As pessoas também vão aproximando e se aglomeram no portão da escola, aos olhos curiosos das crianças que fazem suas lições de cidadania orientadas por professores. A tenente do Corpo de Bombeiros e coordenadora da Defesa Civil do Litoral, Virginia Turra, começa a orientar as ações da “Operação Abandono da Comunidade da Floresta”, um simulado para retirada das pessoas das suas casas em caso de enchentes, como o desastre ocorrido em março de 2011 que arrasou a região.

O helicóptero deixa o campo e, 10 minutos depois, retorna com o cidadão Eurides Lucheta, 73 anos, proprietário de terra na Floresta. Pergunto: é a primeira vez que o senhor anda de helicóptero? Não! Responde, sorridente, vindo de Paranaguá. “Eu já fui resgatado da “estrada da pedra do querosene” na enchente passada, onde perdi quase tudo o que tinha.

O abrigo

Também ao lado da aeronave, dona Derci Freitas Fraga, moradora da Martha, estava, aparentemente, inquieta com a movimentação. “Eu nasci aqui na comunidade e quero aproveitar para fazer uma reclamação: estão jogando esgoto da escola no riacho”. Ela foi orientada a conversar com o secretário de Governo da Prefeitura, Jean Carlos Hunzincker, que acompanhava a operação militar.

Ao lado do Posto de Comando, estão o Capitão Gabriel, responsável pela operação, Major Ávila, Tenente Coronel Barros, da Defesa Civil, Dorival Borba, também da Defesa Civil e a tenente Turra. Chega o prefeito de Morretes, Osmar Costa Coelho (Marajá) e o secretário Hunzincker e a tenente começa a explicar sobre o simulado que objetiva socorrer famílias e levá-las ao abrigo, no Ginásio de Esportes da comunidade.
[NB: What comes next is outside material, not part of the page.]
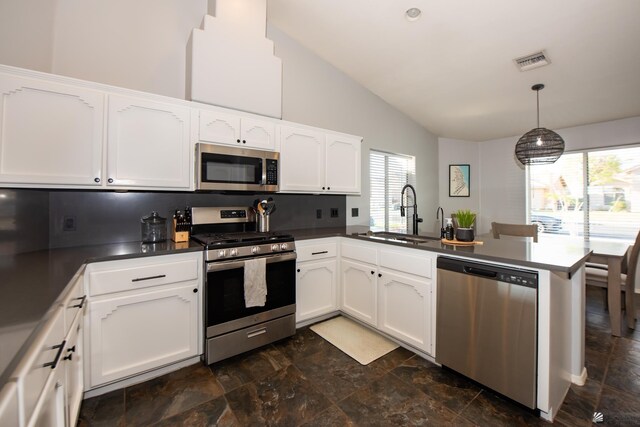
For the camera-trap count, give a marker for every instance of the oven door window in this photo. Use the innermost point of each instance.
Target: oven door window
(225, 292)
(228, 169)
Mais de 40 pessoas fazem parte da equipe do Governo do Estado nesta ação preventiva. Em março de 2011, a região foi castigada pela catástrofe, quando uma vida foi perdida no local durante enxurradas e deslizamentos de terra. Também houve feridos, além de várias propriedades destruídas ou danificadas. Desde então, melhorias no sistema de monitoramento climático foram implementados pelo Sistema Meteorológico do Paraná (SIMEPAR) e Coordenadoria Estadual de Proteção e Defesa Civil (CEPDEC).

Radioamadores

No Ginásio de Esportes, foi feito um exercício educativo de abandono da comunidade. Neste treinamento, simulou-se que chuvas intensas atingiram a localidade e, por este motivo, as autoridades do CB e DC determinaram que as pessoas deixassem suas casas em favor de sua própria segurança. Com apoio de estrutura fornecida pelas Prefeituras Municipais, além dos órgãos já citados, 130 moradores foram retirados, sendo conduzidos ao ponto seguro da Escola Municipal Professora Desauda Bosco da Costa Pinto, na comunidade vizinha, denominada Marta.

Participou também da ação, o Batalhão de Polícia Militar de Operações Aéreas, fazendo a retirada de um morador que reside em área remota de difícil acesso, além de viaturas da Polícia Militar e Guarda Civil Municipal de Paranaguá, que garantiram a inviolabilidade do patrimônio, durante a ausência dos residentes. Ainda, com muito empenho, os integrantes da Rede Estadual de Emergência de Radioamadores, abrilhantaram o exercício, provendo comunicação eficiente em todo o perímetro.
Na Comunidade da Marta, os munícipes foram recebidos pelas equipes do Corpo de Bombeiros e Defesa Civil, sendo que fazia-se presentes o Coordenador Executivo da CEPDEC, Tenente-Coronel Edmilson de Barros e o Subcomandante do 8º GB, Major Edson de Oliveira Ávila, além do Prefeito de Morretes, Osmair da Costa Coelho, e do Secretário Municipal de Segurança Pública de Paranaguá, João Carlos Silva.

Vidas em jogo

O empresário rural, Waldomiro Persch, proprietário de área na Floresta, foi uma das vítimas da enchente de março quando perdeu 740 m2 de barracão de alvenaria, três casas, 200 animais e 60 toneladas de peixes. “É muito importante para todos nós, que queremos recomeçar, uma operação como essas, principalmente porque há vidas em jogo. É bom que os moradores saibam o que fazer em caso de enchentes e este simulado explica tudo”, disse.